Thorne served in the Territorial Army Royal Artillery, reaching the rank of lieutenant colonel. In 1989, he founded the Armed Forces Parliamentary Scheme, which aims to improve the quality of debate on military issues, and does this by exposing Members of Parliament to first-hand experience of the armed forces.

Thorne is a member of the Steering Group Committee for the British Chinese Armed Forces Heritage project which started in 2015. This is a joint project in collaboration between the Ming-Ai (London) Institute and Regent's University London. Thorne is a freemason, and was Provincial Grand Master of Essex Freemasons for ten years from 1995 to 2005.
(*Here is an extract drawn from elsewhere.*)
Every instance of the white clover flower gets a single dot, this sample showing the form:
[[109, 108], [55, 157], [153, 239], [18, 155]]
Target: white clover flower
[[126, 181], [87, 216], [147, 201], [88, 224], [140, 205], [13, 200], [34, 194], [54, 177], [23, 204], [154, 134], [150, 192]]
In 2018, Thorne attracted media criticism for his application for planning permission to relocate a statue of Emmeline Pankhurst. Suffragettes raised funds and twice negotiated the site of the statue in 1930 and 1956, when the government also attempted to remove the statue. The proposed site in Regent's University London has no link to Pankhurst or suffragette history.

Honours

 Sir Neil Thorne also serves as a deputy lieutenant for the London Borough of Brent, allowing him the Post Nominal Letters "DL" for Life.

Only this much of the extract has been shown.